The third and final instalment of the Glenroy novels by Steven Carroll, The Time We Have Taken is the strongest of the trilogy. But it remains an essentially suburban story, an evocation of a time long past (the trilogy covers the 1950s through to 1970) where Carroll looks for the extraordinary in the ordinary.
There are no major surprises in The Time We Have Taken. Much of the development of events has been scaffolded in the earlier novels. Thus, Vic has upped and left Rita and the suburb, settling into a town a thousand miles to the north. Their son, Michael, has completed his university studies and is in his first year as a trainee teacher – at his old school. It’s only with Rita there is a significant (and unexpected) change. She has given up her travelling sales job and has become the cleaner to Mrs Webster at the large house. It’s 1970 and progress marches on. The suburb celebrates its centenary and a committee is formed. Michael discovers the awkwardness of first love; Mrs Webster, having taken on the business, confronts the mystery of her husband’s death and Vic takes his regular beer, knowing that his time is limited.

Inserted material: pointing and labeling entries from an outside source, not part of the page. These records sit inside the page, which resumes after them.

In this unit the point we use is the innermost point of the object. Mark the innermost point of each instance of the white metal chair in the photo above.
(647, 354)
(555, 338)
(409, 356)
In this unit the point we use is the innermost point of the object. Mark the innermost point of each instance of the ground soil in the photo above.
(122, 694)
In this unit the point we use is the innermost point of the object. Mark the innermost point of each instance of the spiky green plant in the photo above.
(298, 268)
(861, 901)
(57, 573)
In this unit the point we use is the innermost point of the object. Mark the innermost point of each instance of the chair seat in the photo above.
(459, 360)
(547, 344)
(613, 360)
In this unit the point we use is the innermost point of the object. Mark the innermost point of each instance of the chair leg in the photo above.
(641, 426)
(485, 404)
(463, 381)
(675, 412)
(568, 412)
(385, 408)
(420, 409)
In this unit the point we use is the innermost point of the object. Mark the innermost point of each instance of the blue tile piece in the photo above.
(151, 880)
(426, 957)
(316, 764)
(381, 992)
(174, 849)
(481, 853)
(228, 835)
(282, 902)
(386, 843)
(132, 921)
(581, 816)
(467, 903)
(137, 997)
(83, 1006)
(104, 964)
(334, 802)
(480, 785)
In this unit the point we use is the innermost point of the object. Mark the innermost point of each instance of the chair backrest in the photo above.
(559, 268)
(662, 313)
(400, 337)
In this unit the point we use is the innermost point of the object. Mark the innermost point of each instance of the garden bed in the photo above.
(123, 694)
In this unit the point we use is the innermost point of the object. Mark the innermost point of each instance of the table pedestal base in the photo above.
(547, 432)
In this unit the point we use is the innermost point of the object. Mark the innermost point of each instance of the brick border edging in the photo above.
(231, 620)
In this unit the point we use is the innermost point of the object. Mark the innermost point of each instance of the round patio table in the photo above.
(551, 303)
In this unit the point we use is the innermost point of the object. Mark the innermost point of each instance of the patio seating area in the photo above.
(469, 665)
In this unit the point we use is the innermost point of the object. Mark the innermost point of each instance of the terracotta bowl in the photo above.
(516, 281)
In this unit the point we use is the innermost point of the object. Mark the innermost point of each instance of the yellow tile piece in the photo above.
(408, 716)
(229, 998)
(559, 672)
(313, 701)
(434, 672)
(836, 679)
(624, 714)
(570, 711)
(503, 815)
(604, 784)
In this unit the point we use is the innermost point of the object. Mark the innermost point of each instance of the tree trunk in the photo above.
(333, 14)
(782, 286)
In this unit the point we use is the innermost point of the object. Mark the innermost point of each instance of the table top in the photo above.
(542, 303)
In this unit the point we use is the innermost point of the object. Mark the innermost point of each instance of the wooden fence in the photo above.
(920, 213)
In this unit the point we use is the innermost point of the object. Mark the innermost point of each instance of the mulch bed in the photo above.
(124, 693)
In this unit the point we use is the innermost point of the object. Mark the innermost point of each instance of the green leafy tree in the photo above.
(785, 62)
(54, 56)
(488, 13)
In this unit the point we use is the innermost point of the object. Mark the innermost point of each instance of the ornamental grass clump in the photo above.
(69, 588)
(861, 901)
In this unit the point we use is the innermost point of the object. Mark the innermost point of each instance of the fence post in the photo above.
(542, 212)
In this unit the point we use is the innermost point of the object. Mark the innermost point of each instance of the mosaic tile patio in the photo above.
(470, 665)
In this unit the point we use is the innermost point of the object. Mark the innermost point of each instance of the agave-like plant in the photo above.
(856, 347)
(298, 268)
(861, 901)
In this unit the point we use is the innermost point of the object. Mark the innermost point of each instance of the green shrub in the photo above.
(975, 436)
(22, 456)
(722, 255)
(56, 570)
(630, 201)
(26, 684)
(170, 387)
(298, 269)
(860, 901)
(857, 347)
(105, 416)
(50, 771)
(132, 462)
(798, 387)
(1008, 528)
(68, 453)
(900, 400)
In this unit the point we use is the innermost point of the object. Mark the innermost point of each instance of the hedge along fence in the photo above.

The first book in the trilogy – The Art of the Engine Driver– is a semi-autobiographical narrative (Carroll’s father was a steam engine driver and he grew up in 1950s Melbourne suburbia) but, as the storylines develop with The Gift of Speed and The Time We Have Taken, so the nature of the characters become more and more fictionalised within a generic time and place.
It’s a time of change yet many of his characters remain anchored to the past. Rita maintains the family home as a monument to something that never was, Vic awaits the occasional letter from her. Michael is scarred by family life that never communicated; Mrs Webster comes to terms with never really knowing her husband. It is through such characters that Carroll has created the minutiae of suburban life in Australia in the 1960s/70s – a lack of worldliness, a lack of ambition, a lack of anything much. Change is a threat – as represented by future Labor Prime Minister Gough Whitlam, a figure who looms large in the centenary celebrations.
Carroll assuredly captures the rhythm of suburbia. The Time We Have Taken unfolds with more than a hint of nostalgia, the characters finely drawn, the narrative (purposefully) slow: a meditation. Carroll writes beautifully but the inertia of suburban life subsumes – even the revelation of Mulligan’s town hall mural depicting a very different history to the one expected causes only ripples of consternation.
As the final book in a trilogy of novels each shortlisted for the Miles Franklin Award, it was no surprise that The Time We Have Taken collected the 2008 Award.